U.S., Europeans promise to clarify doing business with Iran
The United States and European powers will work to clear up any confusion companies may have about doing business with Iran following Tehran's acceptance of a deal to curb its nuclear program, the countries said in a statement on Thursday, May 19, 2016.
“We will not stand in the way of permitted business activity with Iran, and we will not stand in the way of international firms or financial institutions engaging with Iran as long as they follow all applicable laws," the United States, France, Germany and Britain said in a statement.
"Firms may continue to have specific sanctions-related questions or concerns about doing business in Iran, and we stand ready to provide expeditious clarifications," the statement said.
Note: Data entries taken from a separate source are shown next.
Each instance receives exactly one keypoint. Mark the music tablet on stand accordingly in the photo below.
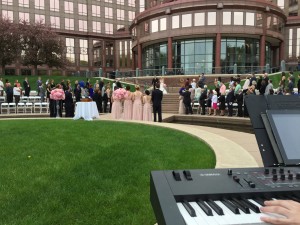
(285, 125)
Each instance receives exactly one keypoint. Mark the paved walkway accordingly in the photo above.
(233, 149)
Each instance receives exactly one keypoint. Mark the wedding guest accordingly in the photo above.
(57, 95)
(127, 111)
(214, 102)
(9, 93)
(97, 97)
(222, 100)
(17, 93)
(48, 91)
(156, 98)
(116, 110)
(26, 87)
(77, 93)
(137, 109)
(147, 110)
(202, 100)
(187, 100)
(69, 104)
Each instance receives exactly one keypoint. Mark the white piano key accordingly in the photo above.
(186, 216)
(229, 215)
(211, 220)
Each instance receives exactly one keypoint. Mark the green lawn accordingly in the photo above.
(65, 172)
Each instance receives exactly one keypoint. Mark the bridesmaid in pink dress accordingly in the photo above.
(147, 109)
(127, 112)
(137, 109)
(116, 110)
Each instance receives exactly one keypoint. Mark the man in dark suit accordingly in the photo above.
(26, 87)
(156, 99)
(154, 81)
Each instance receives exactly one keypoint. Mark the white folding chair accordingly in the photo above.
(28, 107)
(21, 107)
(37, 106)
(4, 106)
(12, 107)
(45, 105)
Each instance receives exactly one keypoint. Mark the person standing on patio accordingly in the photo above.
(156, 99)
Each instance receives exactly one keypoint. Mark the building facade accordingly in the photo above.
(195, 36)
(96, 32)
(166, 36)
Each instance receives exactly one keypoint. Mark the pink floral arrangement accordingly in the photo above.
(57, 94)
(119, 94)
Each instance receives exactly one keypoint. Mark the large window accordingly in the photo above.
(23, 16)
(154, 58)
(54, 5)
(82, 25)
(24, 3)
(8, 14)
(83, 44)
(242, 52)
(211, 18)
(69, 7)
(108, 13)
(96, 10)
(226, 18)
(154, 26)
(199, 19)
(39, 18)
(39, 4)
(238, 18)
(69, 24)
(186, 20)
(175, 22)
(70, 50)
(96, 26)
(7, 2)
(108, 28)
(120, 14)
(55, 21)
(82, 9)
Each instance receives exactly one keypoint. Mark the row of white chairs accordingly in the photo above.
(28, 107)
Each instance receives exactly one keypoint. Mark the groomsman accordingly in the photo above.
(156, 99)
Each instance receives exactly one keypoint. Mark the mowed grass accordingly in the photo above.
(65, 172)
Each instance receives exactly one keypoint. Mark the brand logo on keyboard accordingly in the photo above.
(209, 174)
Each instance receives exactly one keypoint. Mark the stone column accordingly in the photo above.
(170, 53)
(262, 51)
(139, 56)
(218, 54)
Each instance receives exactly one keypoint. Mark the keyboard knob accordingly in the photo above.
(267, 171)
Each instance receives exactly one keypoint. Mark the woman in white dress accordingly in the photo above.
(162, 86)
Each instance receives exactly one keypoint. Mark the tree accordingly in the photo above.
(41, 46)
(10, 45)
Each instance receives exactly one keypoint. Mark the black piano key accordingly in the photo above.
(259, 201)
(189, 208)
(215, 207)
(241, 205)
(294, 198)
(252, 206)
(230, 206)
(204, 207)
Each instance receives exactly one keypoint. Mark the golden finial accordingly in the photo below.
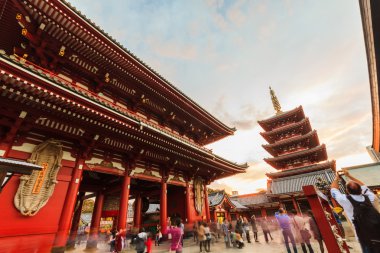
(276, 104)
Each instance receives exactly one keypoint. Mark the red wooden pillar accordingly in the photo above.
(123, 207)
(75, 223)
(189, 217)
(163, 206)
(95, 221)
(263, 212)
(296, 206)
(207, 207)
(114, 223)
(68, 207)
(137, 215)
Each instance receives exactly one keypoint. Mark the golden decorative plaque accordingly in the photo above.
(35, 190)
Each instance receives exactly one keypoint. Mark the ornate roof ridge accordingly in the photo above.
(290, 140)
(294, 154)
(280, 115)
(300, 170)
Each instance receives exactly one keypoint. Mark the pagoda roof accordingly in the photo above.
(270, 136)
(47, 93)
(266, 124)
(273, 148)
(75, 30)
(297, 171)
(278, 162)
(293, 184)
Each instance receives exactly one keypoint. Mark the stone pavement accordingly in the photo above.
(219, 247)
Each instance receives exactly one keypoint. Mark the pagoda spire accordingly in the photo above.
(275, 102)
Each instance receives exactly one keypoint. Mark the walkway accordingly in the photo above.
(275, 246)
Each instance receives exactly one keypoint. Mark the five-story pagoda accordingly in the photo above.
(297, 155)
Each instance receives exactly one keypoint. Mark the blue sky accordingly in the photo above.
(225, 54)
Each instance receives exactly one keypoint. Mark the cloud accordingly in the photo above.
(245, 118)
(224, 54)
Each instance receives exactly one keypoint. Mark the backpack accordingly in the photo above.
(140, 244)
(366, 220)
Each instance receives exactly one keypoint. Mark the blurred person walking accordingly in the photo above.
(201, 236)
(226, 233)
(315, 230)
(208, 237)
(246, 226)
(358, 207)
(239, 226)
(177, 235)
(265, 227)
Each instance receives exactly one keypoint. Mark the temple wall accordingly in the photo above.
(177, 202)
(19, 233)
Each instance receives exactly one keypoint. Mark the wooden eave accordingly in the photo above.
(371, 29)
(266, 123)
(270, 136)
(273, 148)
(320, 151)
(301, 170)
(79, 33)
(32, 88)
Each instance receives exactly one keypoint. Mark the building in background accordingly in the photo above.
(297, 155)
(98, 120)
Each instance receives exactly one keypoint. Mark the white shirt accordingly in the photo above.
(300, 222)
(346, 204)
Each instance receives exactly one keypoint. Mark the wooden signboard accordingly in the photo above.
(326, 222)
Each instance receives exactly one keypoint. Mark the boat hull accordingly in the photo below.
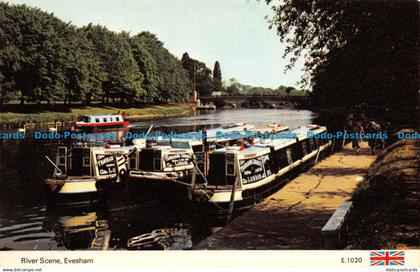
(76, 193)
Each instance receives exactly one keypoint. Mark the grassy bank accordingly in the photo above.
(385, 213)
(154, 111)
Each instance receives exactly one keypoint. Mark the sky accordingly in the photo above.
(234, 32)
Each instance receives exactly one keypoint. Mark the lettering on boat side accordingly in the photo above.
(64, 260)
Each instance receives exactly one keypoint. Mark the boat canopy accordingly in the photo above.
(105, 118)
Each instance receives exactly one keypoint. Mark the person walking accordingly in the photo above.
(358, 131)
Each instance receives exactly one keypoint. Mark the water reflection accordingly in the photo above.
(28, 223)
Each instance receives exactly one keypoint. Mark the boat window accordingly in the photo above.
(312, 144)
(230, 164)
(280, 158)
(252, 170)
(217, 169)
(268, 165)
(304, 149)
(197, 148)
(157, 159)
(132, 160)
(146, 159)
(289, 156)
(62, 160)
(296, 152)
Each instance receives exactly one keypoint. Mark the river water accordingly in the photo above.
(27, 222)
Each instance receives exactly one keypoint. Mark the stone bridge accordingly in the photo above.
(255, 101)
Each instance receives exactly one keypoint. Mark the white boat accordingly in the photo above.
(273, 128)
(81, 173)
(255, 172)
(101, 121)
(172, 160)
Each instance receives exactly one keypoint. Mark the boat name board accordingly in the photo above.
(106, 164)
(253, 170)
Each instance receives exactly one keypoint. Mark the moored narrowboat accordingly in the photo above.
(82, 173)
(247, 176)
(91, 122)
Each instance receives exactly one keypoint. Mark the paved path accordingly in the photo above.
(292, 218)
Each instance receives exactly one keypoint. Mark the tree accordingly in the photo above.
(359, 53)
(174, 85)
(199, 74)
(121, 76)
(148, 67)
(217, 76)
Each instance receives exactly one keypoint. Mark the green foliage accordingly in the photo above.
(217, 76)
(358, 54)
(45, 59)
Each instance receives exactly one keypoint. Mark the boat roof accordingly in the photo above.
(276, 144)
(248, 152)
(302, 132)
(101, 115)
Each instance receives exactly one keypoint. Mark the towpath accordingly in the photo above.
(292, 217)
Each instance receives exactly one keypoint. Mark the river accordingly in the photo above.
(28, 223)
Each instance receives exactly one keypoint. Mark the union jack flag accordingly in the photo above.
(387, 258)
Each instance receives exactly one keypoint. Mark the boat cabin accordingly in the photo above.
(107, 120)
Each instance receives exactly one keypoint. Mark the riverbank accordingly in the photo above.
(385, 212)
(292, 218)
(133, 113)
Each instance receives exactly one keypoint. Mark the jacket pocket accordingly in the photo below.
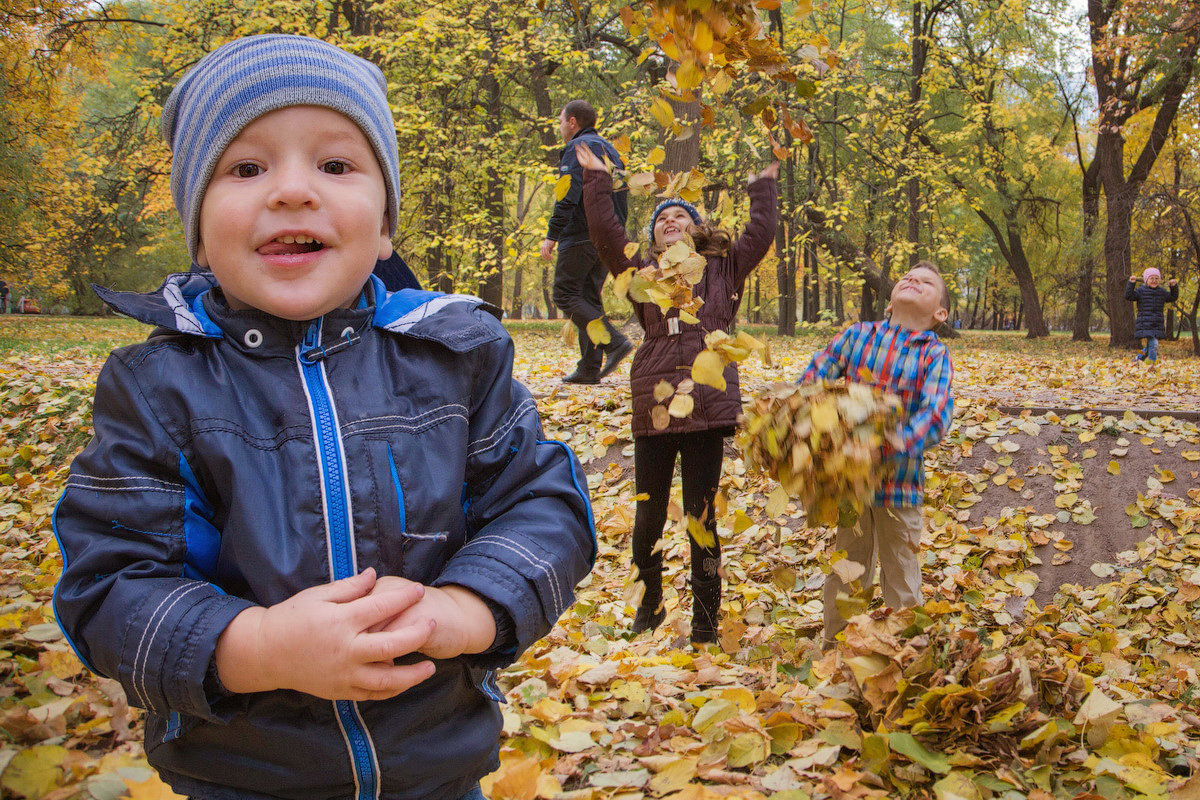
(417, 555)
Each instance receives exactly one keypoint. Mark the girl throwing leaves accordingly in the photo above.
(666, 354)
Under the Iran nuclear deal, Tehran agreed to curtail its nuclear program in exchange for the European Union and the United States lifting economic and financial sanctions imposed to punish it for its enrichment efforts.
John Kerry, US Ministry of Foreign Affairs told reporters in this regard:
"Banks in Europe are allowed to open accounts for Iran; banks in Europe are allowed to do business; banks in Europe can fund programs, lend money," "That's absolutely open for business as long as it's not a designated entity. Period. Very simple."
"It is in our interest and the interest of the international community to ensure the (nuclear deal) works for all participants, including by delivering benefits to the Iranian people," the statement said. "This includes the re-engagement of European banks and businesses in Iran."
"For Iran to realize the economic improvement it desires, it will also have to take steps to create an environment conducive to international investment," the statement said.